TNF-a, IL-17, cluster of differentiation 40 ligand, interferons, CRP, and SLE-specific circulatory factors have promoted endothelial dysfunction by promoting abnormal eNOS function and increasing oxidative stress in recent studies (27). Oxidative stress increased in patients with FMF during attack (28). Yel et al. (29) reported the presence of endothelial damage, particularly during the active disease period, among children with FMF. Additionally, there is little information on endothelial dysfunction and renal involvement in FMF (10). There are two common alleles in the eNOS gene 4a/b variant of the 27-bp VNTR in intron 4: 4b with 5 repeats and 4a with 4 repeats (30). The eNOS VNTR variant has been suggested to regulate eNOS expression by forming small RNAs (siRNAs).
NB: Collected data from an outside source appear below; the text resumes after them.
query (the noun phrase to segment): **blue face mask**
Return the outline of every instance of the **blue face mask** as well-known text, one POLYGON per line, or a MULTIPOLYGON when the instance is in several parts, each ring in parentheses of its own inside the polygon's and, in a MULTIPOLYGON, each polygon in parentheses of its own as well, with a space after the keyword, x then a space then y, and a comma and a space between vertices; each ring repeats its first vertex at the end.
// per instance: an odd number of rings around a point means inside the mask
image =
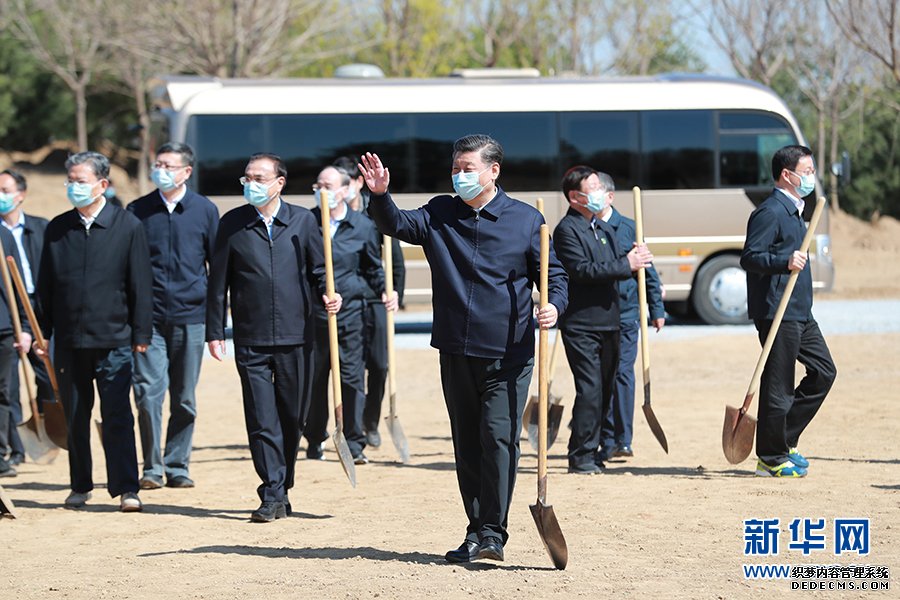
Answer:
POLYGON ((591 192, 587 194, 587 209, 592 213, 600 213, 606 210, 606 194, 607 192, 591 192))
POLYGON ((797 186, 797 192, 800 194, 800 197, 809 196, 816 189, 816 176, 810 173, 809 175, 801 175, 800 173, 795 173, 791 171, 797 177, 800 178, 800 185, 797 186))
POLYGON ((84 208, 96 200, 98 196, 93 195, 95 185, 97 184, 69 182, 68 186, 66 186, 66 196, 69 197, 69 202, 72 203, 72 206, 84 208))
POLYGON ((16 201, 13 200, 15 194, 6 194, 0 192, 0 215, 9 214, 16 207, 16 201))
MULTIPOLYGON (((328 192, 328 210, 336 209, 341 201, 337 199, 337 196, 335 196, 335 190, 325 191, 328 192)), ((322 190, 316 190, 315 192, 313 192, 313 194, 316 196, 316 204, 322 206, 322 190)))
POLYGON ((178 187, 178 183, 175 181, 175 171, 153 169, 150 172, 150 180, 153 182, 153 185, 164 192, 171 192, 178 187))
POLYGON ((248 181, 244 184, 244 200, 256 207, 267 204, 271 199, 269 198, 269 188, 272 187, 272 183, 266 185, 258 181, 248 181))
MULTIPOLYGON (((488 167, 489 169, 490 167, 488 167)), ((482 191, 484 191, 484 186, 478 183, 478 178, 481 176, 484 171, 478 171, 477 173, 467 173, 460 172, 453 176, 453 189, 459 194, 459 197, 465 201, 469 201, 482 191)))

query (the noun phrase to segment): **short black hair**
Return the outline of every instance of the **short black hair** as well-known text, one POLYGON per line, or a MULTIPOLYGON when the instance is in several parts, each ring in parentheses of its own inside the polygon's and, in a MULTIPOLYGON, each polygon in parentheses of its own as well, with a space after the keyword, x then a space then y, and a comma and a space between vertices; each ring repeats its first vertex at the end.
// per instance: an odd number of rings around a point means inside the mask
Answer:
POLYGON ((167 144, 163 144, 156 149, 156 156, 158 157, 160 154, 164 154, 166 152, 181 155, 181 162, 184 163, 183 166, 194 166, 194 149, 187 144, 182 144, 180 142, 169 142, 167 144))
POLYGON ((339 156, 334 159, 331 166, 345 170, 351 179, 362 177, 362 173, 359 172, 359 159, 355 156, 339 156))
POLYGON ((806 146, 791 145, 779 148, 772 157, 772 179, 778 181, 781 178, 781 171, 784 169, 793 171, 801 158, 812 155, 812 150, 806 146))
POLYGON ((88 165, 97 179, 109 179, 109 159, 99 152, 79 152, 66 159, 66 171, 76 165, 88 165))
POLYGON ((4 169, 3 171, 0 171, 0 175, 9 175, 10 177, 12 177, 16 182, 16 189, 20 192, 24 192, 28 189, 28 182, 25 181, 25 176, 18 171, 4 169))
POLYGON ((487 164, 503 164, 503 147, 489 135, 475 133, 453 142, 453 156, 464 152, 478 152, 487 164))
POLYGON ((281 160, 281 157, 277 154, 272 154, 271 152, 257 152, 250 155, 250 160, 247 161, 247 164, 249 165, 257 160, 271 160, 275 163, 275 176, 287 179, 287 167, 284 166, 284 161, 281 160))
MULTIPOLYGON (((563 196, 566 197, 566 201, 569 200, 569 192, 572 190, 581 191, 581 182, 590 177, 591 175, 596 175, 597 170, 592 169, 591 167, 585 165, 576 165, 566 171, 566 174, 563 175, 562 178, 562 191, 563 196)), ((607 190, 609 191, 609 190, 607 190)))

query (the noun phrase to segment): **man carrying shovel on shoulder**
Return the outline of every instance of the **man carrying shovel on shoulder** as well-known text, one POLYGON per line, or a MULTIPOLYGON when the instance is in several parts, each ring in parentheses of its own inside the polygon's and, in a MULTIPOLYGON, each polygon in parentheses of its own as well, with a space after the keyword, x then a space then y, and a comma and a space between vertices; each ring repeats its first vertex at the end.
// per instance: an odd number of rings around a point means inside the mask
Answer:
POLYGON ((812 274, 805 252, 803 198, 816 189, 812 151, 785 146, 772 157, 775 189, 750 215, 741 266, 747 271, 747 311, 765 345, 788 279, 799 271, 762 372, 756 429, 756 474, 805 477, 809 462, 797 450, 834 383, 837 371, 812 316, 812 274), (794 388, 794 365, 806 376, 794 388))
MULTIPOLYGON (((360 170, 372 192, 369 214, 381 233, 423 246, 431 266, 441 383, 450 416, 456 476, 468 517, 448 562, 503 560, 519 462, 519 431, 534 366, 534 303, 540 279, 541 214, 497 185, 503 150, 486 135, 453 144, 456 195, 400 210, 390 173, 375 154, 360 170)), ((568 277, 549 257, 549 303, 537 313, 552 327, 568 304, 568 277)))

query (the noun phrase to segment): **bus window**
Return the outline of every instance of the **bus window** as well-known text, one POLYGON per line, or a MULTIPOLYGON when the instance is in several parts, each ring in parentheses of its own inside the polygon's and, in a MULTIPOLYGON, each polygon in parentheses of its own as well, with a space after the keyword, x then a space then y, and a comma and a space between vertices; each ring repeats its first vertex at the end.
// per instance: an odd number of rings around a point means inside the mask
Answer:
POLYGON ((648 189, 709 189, 715 183, 713 112, 641 113, 644 185, 648 189))
POLYGON ((563 169, 588 165, 608 173, 619 189, 637 185, 637 113, 561 113, 559 120, 559 154, 563 169))
MULTIPOLYGON (((503 146, 500 185, 515 190, 547 190, 558 185, 556 115, 552 113, 466 113, 413 115, 414 171, 418 192, 451 192, 453 142, 484 133, 503 146)), ((391 171, 393 175, 393 171, 391 171)), ((402 190, 407 191, 407 190, 402 190)))
POLYGON ((719 187, 772 185, 776 150, 795 144, 783 120, 763 113, 719 113, 719 187))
There are lower levels of eNOS and higher quantities of siRNA in the endothelial cells containing five copies than in the cells containing four copies (31). The eNOS VNTR variant has been linked to many inflammatory diseases, including autoimmunity diseases such as SLE (32) and Behçet’s disease (33).
In this study, we evaluated the distribution of the eNOS VNTR variant among Turkish FMF patients and whether this variant is a risk factor for developing FMF. As far as we know, this is the first study on the prevalence of the eNOS VNTR variant among Turkish patients with FMF. There was a statistical difference between FMF patients and controls in terms of eNOS VNTR variant genotype distribution (Table 2). eNOS VNTR homozygous genotypes (4a/4a and 4b/4b) were more common in patients than in controls. When we compared clinical findings with eNOS VNTR genotypes, we found that eNOS VNTR genotype distribution was associated with the response to colchicine and colchicine usage (Table 5). The responses to colchicine and colchicine usage were higher in patients with the 4b/4b genotype.
Our study had some limitations. First, we could not evaluate other acute complications of FMF. The other one was that our sample size was small.
CONCLUSION
NO’s the ability to regulate immune responses has been remarkable over the last two decades. Every cell type in the body virtually produces NO, which is effective in regulating processes at a larger scale, such as the immune and nervous systems. The central issue in FMF is the dysfunction of the innate immune system as a self-reactive autoinflammatory disease. Despite intense research on the pathogenesis of FMF, there are still unknowns. Our results show that the eNOS VNTR variant is a risk factor for FMF susceptibility.